The group wants the FCC to set up an “AM transition federal advisory committee,” modify AM nighttime coverage rules, replace the minimum efficiency standard for AMs with a minimum radiation standard, tweak certain FM classes in Zones I and IA, create a new “L” class of LPFMs and relax main studio rules.
It also wants the FCC to extend the three-year period for new CPs, look into a new radio agreement with Cuba, hold tutorials on radio engineering rules, create a “broadcast public engineer” position to help small businesses and nonprofits and make other changes.
Check out the 17 proposals to revise or dump what MMTC calls “archaic” technical rules here.
The most strident responses are those in regards to re-purposing TV analog Channels 5 and 6 for radio, proposals made by other groups and an issue MMTC supports.
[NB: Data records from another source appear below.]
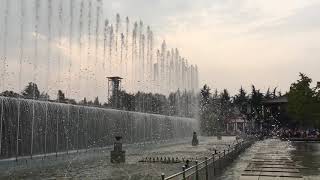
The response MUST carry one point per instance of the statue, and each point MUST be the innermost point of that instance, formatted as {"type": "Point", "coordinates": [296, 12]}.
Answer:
{"type": "Point", "coordinates": [118, 155]}
{"type": "Point", "coordinates": [195, 141]}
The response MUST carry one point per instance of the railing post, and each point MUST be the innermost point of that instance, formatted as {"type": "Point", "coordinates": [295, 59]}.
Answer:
{"type": "Point", "coordinates": [219, 160]}
{"type": "Point", "coordinates": [197, 171]}
{"type": "Point", "coordinates": [213, 165]}
{"type": "Point", "coordinates": [162, 176]}
{"type": "Point", "coordinates": [206, 162]}
{"type": "Point", "coordinates": [184, 172]}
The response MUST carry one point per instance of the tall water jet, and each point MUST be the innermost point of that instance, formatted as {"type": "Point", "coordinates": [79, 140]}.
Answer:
{"type": "Point", "coordinates": [4, 65]}
{"type": "Point", "coordinates": [81, 69]}
{"type": "Point", "coordinates": [21, 54]}
{"type": "Point", "coordinates": [49, 6]}
{"type": "Point", "coordinates": [117, 32]}
{"type": "Point", "coordinates": [140, 63]}
{"type": "Point", "coordinates": [134, 54]}
{"type": "Point", "coordinates": [89, 44]}
{"type": "Point", "coordinates": [105, 39]}
{"type": "Point", "coordinates": [98, 14]}
{"type": "Point", "coordinates": [35, 67]}
{"type": "Point", "coordinates": [121, 53]}
{"type": "Point", "coordinates": [111, 39]}
{"type": "Point", "coordinates": [60, 25]}
{"type": "Point", "coordinates": [127, 44]}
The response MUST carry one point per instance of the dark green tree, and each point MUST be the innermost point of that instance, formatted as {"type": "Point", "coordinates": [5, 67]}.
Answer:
{"type": "Point", "coordinates": [96, 101]}
{"type": "Point", "coordinates": [31, 91]}
{"type": "Point", "coordinates": [241, 101]}
{"type": "Point", "coordinates": [10, 94]}
{"type": "Point", "coordinates": [61, 97]}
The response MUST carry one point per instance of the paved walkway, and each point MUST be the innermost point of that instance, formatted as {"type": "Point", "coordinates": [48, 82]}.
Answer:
{"type": "Point", "coordinates": [96, 165]}
{"type": "Point", "coordinates": [272, 161]}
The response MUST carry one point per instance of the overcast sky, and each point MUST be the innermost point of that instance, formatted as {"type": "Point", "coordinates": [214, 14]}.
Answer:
{"type": "Point", "coordinates": [234, 42]}
{"type": "Point", "coordinates": [237, 42]}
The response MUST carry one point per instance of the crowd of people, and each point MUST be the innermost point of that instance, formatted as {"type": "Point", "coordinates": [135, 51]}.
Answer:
{"type": "Point", "coordinates": [298, 133]}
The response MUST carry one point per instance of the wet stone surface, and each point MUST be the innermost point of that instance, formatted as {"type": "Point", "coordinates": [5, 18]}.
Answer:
{"type": "Point", "coordinates": [96, 165]}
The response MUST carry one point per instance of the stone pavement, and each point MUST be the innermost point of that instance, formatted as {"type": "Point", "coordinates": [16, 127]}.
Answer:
{"type": "Point", "coordinates": [272, 161]}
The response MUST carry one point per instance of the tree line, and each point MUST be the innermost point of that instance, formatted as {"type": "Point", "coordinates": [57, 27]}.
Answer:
{"type": "Point", "coordinates": [302, 109]}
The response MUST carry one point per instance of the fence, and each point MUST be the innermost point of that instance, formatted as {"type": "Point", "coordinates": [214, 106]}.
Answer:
{"type": "Point", "coordinates": [212, 166]}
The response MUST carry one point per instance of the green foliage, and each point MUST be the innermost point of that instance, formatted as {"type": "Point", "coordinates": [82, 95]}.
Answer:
{"type": "Point", "coordinates": [303, 102]}
{"type": "Point", "coordinates": [10, 94]}
{"type": "Point", "coordinates": [241, 100]}
{"type": "Point", "coordinates": [61, 97]}
{"type": "Point", "coordinates": [31, 91]}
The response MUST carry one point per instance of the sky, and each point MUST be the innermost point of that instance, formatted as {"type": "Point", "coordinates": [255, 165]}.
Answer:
{"type": "Point", "coordinates": [237, 42]}
{"type": "Point", "coordinates": [234, 42]}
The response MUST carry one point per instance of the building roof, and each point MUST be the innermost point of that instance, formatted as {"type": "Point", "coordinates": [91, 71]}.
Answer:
{"type": "Point", "coordinates": [279, 100]}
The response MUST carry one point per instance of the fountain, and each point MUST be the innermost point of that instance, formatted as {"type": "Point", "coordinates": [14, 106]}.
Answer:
{"type": "Point", "coordinates": [117, 155]}
{"type": "Point", "coordinates": [51, 44]}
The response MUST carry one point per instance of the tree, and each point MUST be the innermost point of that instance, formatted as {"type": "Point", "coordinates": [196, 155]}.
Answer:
{"type": "Point", "coordinates": [241, 101]}
{"type": "Point", "coordinates": [300, 97]}
{"type": "Point", "coordinates": [96, 101]}
{"type": "Point", "coordinates": [31, 91]}
{"type": "Point", "coordinates": [205, 112]}
{"type": "Point", "coordinates": [61, 97]}
{"type": "Point", "coordinates": [256, 105]}
{"type": "Point", "coordinates": [44, 96]}
{"type": "Point", "coordinates": [10, 94]}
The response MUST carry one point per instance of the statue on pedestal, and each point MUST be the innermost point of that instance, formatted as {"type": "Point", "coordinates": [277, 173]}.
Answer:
{"type": "Point", "coordinates": [118, 155]}
{"type": "Point", "coordinates": [195, 141]}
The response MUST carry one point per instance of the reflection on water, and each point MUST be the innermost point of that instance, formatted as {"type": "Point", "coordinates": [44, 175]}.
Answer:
{"type": "Point", "coordinates": [307, 155]}
{"type": "Point", "coordinates": [304, 154]}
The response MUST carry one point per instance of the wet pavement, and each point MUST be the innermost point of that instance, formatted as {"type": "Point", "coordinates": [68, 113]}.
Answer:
{"type": "Point", "coordinates": [304, 156]}
{"type": "Point", "coordinates": [96, 165]}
LPTV groups Island Broadcasting and the Association of Maximum Service Television, as well as ABC and NAB, oppose this proposal. NAB said it agrees with MSTV, which said the proposal “ignores the fact that hundreds of television stations — including full-power stations and Class A, low-power television stations, and translator stations — already operate on these channels.” NAB also said “the envisioned reallocation of TV Channels 5 and 6 for radio service could cause significant disruption to post-transition digital television service.” It supports many of the MMTC’s proposals and says the FCC should concentrate on the ones that don’t disrupt DTV service.
Island Broadcasting, licensee of low-power TV station WNYZ in New York, called the proposal “unwise and unwarranted” while ABC TV called the issue moot because the FCC has said the continued use of Channels 5 and 6 for television service is in the public interest.
Broadcast engineer Dana Puopolo supported the idea, saying about 30 TV stations are using these channels, “all of which could easily be migrated elsewhere,” allowing “thousands” FM allotments to be created. AMs that would like to move to those FM frequencies should be given preference to move after a “reasonable period” of simulcasting, and after that those owners should give up their AM frequency, he writes.
So did a number of smaller broadcasters filing jointly, like Multicultural Radio.
Of course TV would be reluctant to give up any of this spectrum. However that doesn’t mean that none of this spectrum shouldn’t be re-purposed for radio. It’s interesting that one of the proposals called for the FCC to start giving AMs the attention the agency now gives LPFMs, and give the AM service some help — including being allowed to migrate to a new, expanded FM band.